Required scope: user:read
GET /api/v1/role_scope
Returns role-to-scope mappings, merging built-in registry mappings with any DB-persisted custom assignments. Each entry contains role_key and a sorted list of scopes.
Required scope: user:read
GET /api/v1/role_scope_entry
Paginated list of DB-persisted role-scope assignments. Supports filtering by role_id, scope_key, and search (partial match on scope_key).
Required scope: user:read
POST /api/v1/role_scope_entry
Assign a scope to a role. The scope_key must exist in the scope catalogue. Duplicate assignments are rejected with 409 Conflict.
Required scope: user:write
Request body:
{
"role_id": "string",
"scope_key": "string"
}GET /api/v1/role_scope_entry/{id}
Retrieve a single role-scope assignment by ID.
Required scope: user:read
DELETE /api/v1/role_scope_entry/{id}
Soft-delete a role-scope assignment.
Required scope: user:write
PUT /api/v1/role/{id}/scope
Replace all scope assignments for a role with the provided list. Computes a diff against current DB state: adds missing scopes, soft-deletes removed scopes, and leaves unchanged scopes intact.

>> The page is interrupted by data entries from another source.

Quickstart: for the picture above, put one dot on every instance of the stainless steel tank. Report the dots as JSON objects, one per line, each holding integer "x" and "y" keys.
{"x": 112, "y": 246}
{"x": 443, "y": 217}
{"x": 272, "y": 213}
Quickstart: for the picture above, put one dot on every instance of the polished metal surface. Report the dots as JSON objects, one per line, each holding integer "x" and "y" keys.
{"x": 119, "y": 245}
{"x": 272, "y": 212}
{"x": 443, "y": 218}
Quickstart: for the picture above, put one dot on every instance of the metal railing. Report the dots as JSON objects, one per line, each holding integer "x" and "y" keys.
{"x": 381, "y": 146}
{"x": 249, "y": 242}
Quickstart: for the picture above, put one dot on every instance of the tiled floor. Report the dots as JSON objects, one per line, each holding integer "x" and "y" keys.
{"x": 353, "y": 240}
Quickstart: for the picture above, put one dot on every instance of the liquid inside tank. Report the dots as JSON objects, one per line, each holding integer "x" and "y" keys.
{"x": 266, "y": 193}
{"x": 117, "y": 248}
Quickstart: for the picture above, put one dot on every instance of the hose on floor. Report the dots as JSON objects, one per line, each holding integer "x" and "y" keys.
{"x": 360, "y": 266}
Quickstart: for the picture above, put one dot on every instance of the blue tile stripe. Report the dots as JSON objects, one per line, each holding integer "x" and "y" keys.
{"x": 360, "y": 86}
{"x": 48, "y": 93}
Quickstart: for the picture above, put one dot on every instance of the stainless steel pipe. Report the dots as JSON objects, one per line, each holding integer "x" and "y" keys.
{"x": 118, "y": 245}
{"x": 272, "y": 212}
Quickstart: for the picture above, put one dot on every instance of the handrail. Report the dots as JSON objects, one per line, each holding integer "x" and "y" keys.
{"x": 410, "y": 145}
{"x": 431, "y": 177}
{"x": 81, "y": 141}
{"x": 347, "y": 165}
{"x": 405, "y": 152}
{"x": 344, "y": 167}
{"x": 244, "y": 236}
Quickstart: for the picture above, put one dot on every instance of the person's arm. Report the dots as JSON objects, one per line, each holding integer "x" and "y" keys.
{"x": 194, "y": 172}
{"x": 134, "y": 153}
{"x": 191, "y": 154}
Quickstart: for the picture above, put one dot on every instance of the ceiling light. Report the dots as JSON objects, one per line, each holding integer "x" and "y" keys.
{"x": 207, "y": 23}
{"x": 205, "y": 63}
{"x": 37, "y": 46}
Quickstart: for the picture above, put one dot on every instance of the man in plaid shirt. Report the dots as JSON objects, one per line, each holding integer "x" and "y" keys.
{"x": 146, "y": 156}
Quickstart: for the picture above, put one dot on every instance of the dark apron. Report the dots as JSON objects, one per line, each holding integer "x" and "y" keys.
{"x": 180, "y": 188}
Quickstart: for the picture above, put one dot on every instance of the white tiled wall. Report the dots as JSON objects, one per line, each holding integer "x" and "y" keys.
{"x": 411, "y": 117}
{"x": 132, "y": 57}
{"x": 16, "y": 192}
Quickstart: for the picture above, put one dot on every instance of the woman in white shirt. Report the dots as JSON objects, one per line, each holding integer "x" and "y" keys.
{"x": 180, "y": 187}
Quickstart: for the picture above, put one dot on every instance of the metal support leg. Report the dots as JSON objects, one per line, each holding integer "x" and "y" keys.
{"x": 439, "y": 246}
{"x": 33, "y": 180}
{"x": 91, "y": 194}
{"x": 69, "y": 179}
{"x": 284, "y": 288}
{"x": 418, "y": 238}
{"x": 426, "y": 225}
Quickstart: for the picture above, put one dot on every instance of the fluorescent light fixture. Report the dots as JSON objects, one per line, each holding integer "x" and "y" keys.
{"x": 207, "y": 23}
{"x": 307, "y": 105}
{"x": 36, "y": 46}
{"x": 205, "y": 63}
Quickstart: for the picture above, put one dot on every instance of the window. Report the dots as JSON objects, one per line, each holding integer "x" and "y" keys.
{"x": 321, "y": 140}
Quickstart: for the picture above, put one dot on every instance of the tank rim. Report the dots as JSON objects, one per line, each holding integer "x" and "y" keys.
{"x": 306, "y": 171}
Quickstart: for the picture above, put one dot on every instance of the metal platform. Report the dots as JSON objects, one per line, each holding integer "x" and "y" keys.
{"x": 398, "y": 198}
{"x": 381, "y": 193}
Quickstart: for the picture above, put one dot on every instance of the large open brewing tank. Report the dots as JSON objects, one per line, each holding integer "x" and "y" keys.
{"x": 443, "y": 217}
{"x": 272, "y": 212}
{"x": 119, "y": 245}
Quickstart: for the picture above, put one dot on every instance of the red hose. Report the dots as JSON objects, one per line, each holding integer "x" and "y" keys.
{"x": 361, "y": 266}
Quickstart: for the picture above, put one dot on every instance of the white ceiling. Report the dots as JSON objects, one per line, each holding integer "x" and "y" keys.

Required scope: user:write
Request body:
{
"scope_keys": ["user:read", "user:write", "folder:read"]
}Response:
{
"role_id": "string",
"scope_keys": ["folder:read", "user:read", "user:write"],
"added": ["user:write"],
"removed": ["device:read"],
"unchanged": ["folder:read", "user:read"]
}GET /api/v1/role/{id}/scope
Returns the scope keys currently assigned to a role in the DB.
Required scope: user:read
Response:
{
"role_id": "string",
"scope_keys": ["folder:read", "user:read"]
}Database Schema
The role_scope table stores custom role-scope assignments:
| Column | Type | Description |
|---|---|---|
id | string | Primary key (UUID) |
role_id | string | FK to role.id |
scope_key | string | Scope identifier (e.g. user:read) |
created_at | datetime | Record creation timestamp |
updated_by | string | User who last modified |
updated_at | datetime | Last modification timestamp |
deleted_at | datetime | Soft-delete timestamp (null if active) |
Built-in roles (admin, provider, integration, responder) get their scopes from the Python registry. DB assignments are additive — they extend (never reduce) a role's effective scope set.